Total retroperitoneal approach to aortic reconstruction: A novel technique for aorto-enteric fistulae and graft infections

Abdullah Alfawaz 1,, Jun Tashiro 1, Danny Sleeman 1, Keith Jones 2, Jorge Rey 2
PMCID: PMC5833235  PMID: 29511543

Abstract

Aorto-enteric fistulae pose a challenging negative outcome of aortic intervention. Treatment involves graft excision, and recently, more enthusiasm has met in situ revascularization over extra-anatomic bypass. This has been traditionally performed through the transperitoneal approach via a midline abdominal incision. We propose an exclusively total retroperitoneal technique in managing this complication with regard to both the vascular and alimentary tract technical aspects of the procedure. This involves exclusion and bypass of the affected segment followed by en-mass resection of the affected segment with the duodenum, and finally, bowel anastomosis. We present a case of an aorto-enteric fistulae illustrating classical radiological findings treated via a flank incision and retroperitoneal technique after a temporizing endovascular stent placement at an outside institution. Peri-operative course was uneventful. The retroperitoneal approach has been shown to be equivalent to its transperitoneal counterpart in many aspects of treating aortic disease. It has also been shown to be superior in others, including but not limited to, faster return of bowel function, decreased respiratory complications, less blood loss and shorter length of stay in the intensive care unit (ICU) and hospital. We recommend adding this approach to every vascular surgeons operative armamentarium when it comes to managing aorto-enteric fistulae. This might be especially helpful in avoiding re-operative planes, thus minimizing blood loss and iatrogenic bowel injury, better aortic exposure, and adequate access to the duodenum.

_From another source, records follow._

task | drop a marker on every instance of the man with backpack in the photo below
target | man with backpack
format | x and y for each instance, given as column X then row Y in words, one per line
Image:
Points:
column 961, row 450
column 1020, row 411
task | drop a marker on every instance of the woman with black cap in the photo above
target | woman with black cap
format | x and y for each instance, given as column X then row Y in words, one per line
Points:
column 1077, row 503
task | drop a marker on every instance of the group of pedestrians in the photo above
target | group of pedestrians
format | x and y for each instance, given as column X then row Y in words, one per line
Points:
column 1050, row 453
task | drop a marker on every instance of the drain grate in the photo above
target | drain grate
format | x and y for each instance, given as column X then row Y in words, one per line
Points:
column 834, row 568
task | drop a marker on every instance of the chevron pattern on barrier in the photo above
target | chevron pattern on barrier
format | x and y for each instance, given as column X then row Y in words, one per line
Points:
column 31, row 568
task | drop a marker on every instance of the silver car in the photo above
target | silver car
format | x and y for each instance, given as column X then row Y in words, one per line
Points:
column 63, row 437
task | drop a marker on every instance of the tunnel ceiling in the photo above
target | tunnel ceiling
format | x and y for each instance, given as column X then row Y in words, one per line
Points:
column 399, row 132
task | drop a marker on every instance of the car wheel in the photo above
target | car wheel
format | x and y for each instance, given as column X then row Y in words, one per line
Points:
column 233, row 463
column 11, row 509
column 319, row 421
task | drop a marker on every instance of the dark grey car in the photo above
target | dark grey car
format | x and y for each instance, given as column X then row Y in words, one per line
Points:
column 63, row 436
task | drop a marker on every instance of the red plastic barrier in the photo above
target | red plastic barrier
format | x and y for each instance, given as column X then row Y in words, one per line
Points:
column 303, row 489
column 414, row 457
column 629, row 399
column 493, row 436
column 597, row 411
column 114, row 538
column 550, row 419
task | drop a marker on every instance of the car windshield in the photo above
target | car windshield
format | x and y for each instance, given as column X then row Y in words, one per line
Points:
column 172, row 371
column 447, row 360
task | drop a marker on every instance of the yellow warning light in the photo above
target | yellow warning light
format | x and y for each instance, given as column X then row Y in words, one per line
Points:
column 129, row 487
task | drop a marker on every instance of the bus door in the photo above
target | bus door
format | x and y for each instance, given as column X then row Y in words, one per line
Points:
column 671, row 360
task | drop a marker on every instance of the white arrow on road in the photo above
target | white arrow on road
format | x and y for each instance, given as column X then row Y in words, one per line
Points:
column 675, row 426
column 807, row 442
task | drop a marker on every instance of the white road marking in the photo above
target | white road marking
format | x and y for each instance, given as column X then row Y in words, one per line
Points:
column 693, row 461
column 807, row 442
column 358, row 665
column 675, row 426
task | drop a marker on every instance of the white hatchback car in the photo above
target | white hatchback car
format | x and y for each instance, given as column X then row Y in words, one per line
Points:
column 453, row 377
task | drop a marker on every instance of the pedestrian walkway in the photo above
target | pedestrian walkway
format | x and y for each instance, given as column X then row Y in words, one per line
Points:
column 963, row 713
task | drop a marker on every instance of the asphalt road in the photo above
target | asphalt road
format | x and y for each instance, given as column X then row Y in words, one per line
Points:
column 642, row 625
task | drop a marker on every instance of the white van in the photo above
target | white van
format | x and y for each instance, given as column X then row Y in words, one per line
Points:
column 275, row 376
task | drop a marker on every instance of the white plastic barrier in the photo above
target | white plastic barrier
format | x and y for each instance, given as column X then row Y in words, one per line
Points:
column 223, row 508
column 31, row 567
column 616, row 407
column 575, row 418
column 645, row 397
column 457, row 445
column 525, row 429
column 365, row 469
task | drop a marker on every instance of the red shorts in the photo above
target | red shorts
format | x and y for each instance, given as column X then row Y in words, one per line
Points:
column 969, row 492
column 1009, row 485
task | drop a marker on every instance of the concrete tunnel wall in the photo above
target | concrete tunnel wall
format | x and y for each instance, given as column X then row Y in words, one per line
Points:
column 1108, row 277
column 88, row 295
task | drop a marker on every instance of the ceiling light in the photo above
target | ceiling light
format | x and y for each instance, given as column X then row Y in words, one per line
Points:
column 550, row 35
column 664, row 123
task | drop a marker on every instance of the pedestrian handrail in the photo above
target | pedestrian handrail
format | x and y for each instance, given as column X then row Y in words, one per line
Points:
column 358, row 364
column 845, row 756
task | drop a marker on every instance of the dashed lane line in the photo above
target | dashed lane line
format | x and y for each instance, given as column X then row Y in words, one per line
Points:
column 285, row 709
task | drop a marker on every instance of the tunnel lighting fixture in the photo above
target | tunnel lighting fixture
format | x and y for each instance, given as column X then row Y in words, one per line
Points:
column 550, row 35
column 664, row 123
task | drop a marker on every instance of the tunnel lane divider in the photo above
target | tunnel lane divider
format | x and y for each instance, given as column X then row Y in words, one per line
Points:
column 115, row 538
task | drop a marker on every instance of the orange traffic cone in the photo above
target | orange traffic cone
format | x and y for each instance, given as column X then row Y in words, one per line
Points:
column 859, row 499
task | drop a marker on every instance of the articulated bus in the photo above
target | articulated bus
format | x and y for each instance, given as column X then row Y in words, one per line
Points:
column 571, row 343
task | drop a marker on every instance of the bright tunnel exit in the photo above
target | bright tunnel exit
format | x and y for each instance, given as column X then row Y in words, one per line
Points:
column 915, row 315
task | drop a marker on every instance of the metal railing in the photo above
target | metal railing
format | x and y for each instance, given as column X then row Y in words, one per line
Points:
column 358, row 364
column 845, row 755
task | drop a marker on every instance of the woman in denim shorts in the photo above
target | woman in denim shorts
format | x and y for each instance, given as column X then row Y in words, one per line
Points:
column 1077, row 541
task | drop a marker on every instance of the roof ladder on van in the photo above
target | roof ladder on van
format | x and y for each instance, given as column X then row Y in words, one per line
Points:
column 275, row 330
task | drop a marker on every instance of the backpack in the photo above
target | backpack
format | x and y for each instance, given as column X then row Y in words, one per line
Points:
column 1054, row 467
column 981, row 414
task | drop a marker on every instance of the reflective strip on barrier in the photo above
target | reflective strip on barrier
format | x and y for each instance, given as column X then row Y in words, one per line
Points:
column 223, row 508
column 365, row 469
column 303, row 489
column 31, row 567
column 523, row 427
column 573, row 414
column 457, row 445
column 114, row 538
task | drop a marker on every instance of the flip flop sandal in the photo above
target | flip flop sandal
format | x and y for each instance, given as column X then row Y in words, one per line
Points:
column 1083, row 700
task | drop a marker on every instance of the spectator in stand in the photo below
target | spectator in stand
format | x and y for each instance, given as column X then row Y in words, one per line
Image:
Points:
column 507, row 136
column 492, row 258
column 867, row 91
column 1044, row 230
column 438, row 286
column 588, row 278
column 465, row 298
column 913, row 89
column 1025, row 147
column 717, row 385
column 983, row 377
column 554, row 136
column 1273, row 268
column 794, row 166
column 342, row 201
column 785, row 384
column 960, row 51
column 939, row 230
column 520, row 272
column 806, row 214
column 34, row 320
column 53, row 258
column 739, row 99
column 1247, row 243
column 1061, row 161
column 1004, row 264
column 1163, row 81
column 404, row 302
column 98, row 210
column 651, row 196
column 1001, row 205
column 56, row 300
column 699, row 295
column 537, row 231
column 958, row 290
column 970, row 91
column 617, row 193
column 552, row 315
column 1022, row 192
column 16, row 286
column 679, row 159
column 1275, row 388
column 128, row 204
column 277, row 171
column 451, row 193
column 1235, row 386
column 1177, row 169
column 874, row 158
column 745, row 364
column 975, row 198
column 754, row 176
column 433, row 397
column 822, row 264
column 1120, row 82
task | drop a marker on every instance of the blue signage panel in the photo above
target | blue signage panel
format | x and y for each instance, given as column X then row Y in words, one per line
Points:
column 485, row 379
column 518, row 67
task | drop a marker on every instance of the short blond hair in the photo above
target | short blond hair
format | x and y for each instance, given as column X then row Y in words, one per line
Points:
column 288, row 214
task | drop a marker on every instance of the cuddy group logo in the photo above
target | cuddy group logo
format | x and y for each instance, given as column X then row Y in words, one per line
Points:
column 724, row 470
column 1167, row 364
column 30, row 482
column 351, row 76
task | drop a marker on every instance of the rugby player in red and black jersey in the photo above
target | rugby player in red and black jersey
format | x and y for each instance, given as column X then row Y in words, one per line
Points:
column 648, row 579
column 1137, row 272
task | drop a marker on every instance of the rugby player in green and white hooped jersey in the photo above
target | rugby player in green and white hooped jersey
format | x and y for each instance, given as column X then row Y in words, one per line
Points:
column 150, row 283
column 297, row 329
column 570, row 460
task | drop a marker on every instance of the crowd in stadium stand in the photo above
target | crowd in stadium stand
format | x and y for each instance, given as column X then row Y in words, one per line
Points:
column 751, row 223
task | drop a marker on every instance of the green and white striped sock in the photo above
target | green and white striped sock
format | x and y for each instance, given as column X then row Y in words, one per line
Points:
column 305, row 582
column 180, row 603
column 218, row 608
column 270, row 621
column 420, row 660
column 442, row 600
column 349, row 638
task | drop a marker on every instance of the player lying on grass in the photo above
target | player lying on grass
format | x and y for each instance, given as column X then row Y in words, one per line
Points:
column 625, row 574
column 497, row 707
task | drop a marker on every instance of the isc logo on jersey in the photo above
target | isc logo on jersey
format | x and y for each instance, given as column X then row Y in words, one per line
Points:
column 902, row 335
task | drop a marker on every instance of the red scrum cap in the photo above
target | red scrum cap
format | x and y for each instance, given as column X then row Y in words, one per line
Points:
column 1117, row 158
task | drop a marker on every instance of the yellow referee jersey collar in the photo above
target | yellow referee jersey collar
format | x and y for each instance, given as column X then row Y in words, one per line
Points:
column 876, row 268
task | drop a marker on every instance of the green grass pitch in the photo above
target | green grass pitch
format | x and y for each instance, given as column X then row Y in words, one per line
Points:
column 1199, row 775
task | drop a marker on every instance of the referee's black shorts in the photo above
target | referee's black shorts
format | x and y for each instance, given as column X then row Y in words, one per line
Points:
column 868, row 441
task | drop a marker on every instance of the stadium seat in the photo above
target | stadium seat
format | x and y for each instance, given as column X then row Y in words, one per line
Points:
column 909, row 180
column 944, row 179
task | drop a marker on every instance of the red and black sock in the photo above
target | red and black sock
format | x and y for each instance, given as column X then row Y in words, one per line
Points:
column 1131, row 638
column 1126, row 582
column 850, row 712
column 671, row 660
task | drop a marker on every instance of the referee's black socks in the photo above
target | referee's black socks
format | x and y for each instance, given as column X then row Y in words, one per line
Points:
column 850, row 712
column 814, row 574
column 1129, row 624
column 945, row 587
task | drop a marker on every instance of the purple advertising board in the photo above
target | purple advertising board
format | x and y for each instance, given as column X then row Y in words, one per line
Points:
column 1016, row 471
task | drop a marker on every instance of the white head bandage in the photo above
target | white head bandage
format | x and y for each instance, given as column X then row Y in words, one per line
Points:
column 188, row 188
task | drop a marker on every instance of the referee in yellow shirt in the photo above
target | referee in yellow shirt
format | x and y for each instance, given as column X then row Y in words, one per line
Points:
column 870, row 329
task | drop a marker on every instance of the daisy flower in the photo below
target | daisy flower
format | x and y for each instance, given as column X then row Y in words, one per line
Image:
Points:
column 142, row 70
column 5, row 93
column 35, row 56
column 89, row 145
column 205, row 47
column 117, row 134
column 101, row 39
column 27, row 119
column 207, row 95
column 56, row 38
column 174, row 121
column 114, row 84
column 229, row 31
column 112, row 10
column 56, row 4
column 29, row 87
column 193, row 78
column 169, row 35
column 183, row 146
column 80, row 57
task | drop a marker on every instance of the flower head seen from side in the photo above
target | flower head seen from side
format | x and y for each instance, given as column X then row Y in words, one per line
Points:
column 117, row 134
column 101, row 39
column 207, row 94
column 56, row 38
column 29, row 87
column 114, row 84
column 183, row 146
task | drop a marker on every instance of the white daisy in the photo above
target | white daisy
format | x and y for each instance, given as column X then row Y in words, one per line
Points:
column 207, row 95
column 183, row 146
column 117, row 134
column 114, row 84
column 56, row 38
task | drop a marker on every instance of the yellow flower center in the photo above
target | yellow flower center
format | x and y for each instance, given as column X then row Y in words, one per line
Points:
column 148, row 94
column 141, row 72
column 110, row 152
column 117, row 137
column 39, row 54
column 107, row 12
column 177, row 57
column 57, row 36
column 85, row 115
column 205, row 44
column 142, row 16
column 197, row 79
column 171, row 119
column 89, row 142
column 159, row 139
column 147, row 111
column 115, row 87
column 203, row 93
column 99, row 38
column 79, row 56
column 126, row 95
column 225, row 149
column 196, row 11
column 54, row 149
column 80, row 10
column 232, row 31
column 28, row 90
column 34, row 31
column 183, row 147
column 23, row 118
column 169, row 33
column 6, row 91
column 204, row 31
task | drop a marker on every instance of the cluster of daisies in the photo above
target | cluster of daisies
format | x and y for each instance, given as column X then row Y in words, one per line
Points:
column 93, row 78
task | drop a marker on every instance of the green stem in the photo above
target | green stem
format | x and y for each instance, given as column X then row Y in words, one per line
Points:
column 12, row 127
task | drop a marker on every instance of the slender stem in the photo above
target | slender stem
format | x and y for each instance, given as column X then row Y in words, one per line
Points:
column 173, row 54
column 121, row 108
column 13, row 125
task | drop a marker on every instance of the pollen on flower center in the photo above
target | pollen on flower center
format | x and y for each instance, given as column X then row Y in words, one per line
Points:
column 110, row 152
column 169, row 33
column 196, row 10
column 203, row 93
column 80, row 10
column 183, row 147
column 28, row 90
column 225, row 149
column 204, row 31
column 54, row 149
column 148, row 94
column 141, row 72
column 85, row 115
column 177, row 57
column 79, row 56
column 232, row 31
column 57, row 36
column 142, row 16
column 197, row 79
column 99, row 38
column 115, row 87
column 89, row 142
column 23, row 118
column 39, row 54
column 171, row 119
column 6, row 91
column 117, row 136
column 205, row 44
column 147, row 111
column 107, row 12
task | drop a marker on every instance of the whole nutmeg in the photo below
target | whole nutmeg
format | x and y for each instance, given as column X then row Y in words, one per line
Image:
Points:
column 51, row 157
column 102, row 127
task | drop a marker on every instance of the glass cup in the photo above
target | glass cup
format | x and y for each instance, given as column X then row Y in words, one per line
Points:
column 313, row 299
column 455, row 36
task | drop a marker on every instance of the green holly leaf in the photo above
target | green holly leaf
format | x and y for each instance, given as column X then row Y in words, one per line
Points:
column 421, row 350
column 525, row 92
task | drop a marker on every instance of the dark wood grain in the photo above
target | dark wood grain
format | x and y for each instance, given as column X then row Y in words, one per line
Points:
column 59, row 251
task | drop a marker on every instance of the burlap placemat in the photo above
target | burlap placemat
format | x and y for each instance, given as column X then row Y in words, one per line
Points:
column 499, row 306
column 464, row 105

Keywords: Surgical technique, retroperitoneal approach, open aortic surgery, graft infection, aorto-enteric fistula, aorto-duodenal fistula

Introduction

Aorto-enteric fistulae (AEF) are potentially lethal iatrogenic complications following open aortic reconstruction, occasionally, after endovascular aortic intervention, and rarely in a patient without a surgical history but with another intra-abdominal pathology. Treatment is focused on excision of the infected graft and revascularization with either an extra-anatomic bypass or in situ reconstruction.1,2 This has been performed through the traditional transperitoneal midline incision; however, we propose a new approach through a retroperitoneal flank incision that has its own advantages over the traditional technique. We present a case of an AEF managed solely through the left retroperitoneal approach indicating the technical factors and their associated advantages. A literature review was performed comparing both approaches in relation to different disease processes and associated outcomes.

Case and surgical technique

A 62-year-old male with a history of open transperitoneal abdominal aortic aneurysm repair with a bifurcated prosthesis 7 years prior to presentation was referred for the management of an infected aortic graft. 2 years prior to this, he was diagnosed with an AEF at another facility after an episode of upper gastrointestinal (GI) hemorrhage, was deemed high risk for an open surgical procedure, and was treated endovascularly with a covered stent graft and long-term antibiotics. At presentation, patient has been feeling worse with chronic malaise, high-grade fevers, and episodic hypotension. Computed tomography (CT) scan revealed evidence of an AEF with loss of fat planes, soft tissue thickening, and a pseudoaneurysm between the aorta and duodenum, and another pseudoaneurysm distally at the left common iliac artery (LCIA) anastomosis (see Figure 1(a) and (b)).

Figure 1.

Figure 1.

(a) Left common iliac artery anastomotic pseudoaneurysm and (b) pseudoaneurysms (PSA) of the left common iliac (bold arrow) and at the level of the proximal anastomosis (dashed arrow) where the AEF was covered by a stent graft. Note the loss of the fat plane between the duodenum and the aorta.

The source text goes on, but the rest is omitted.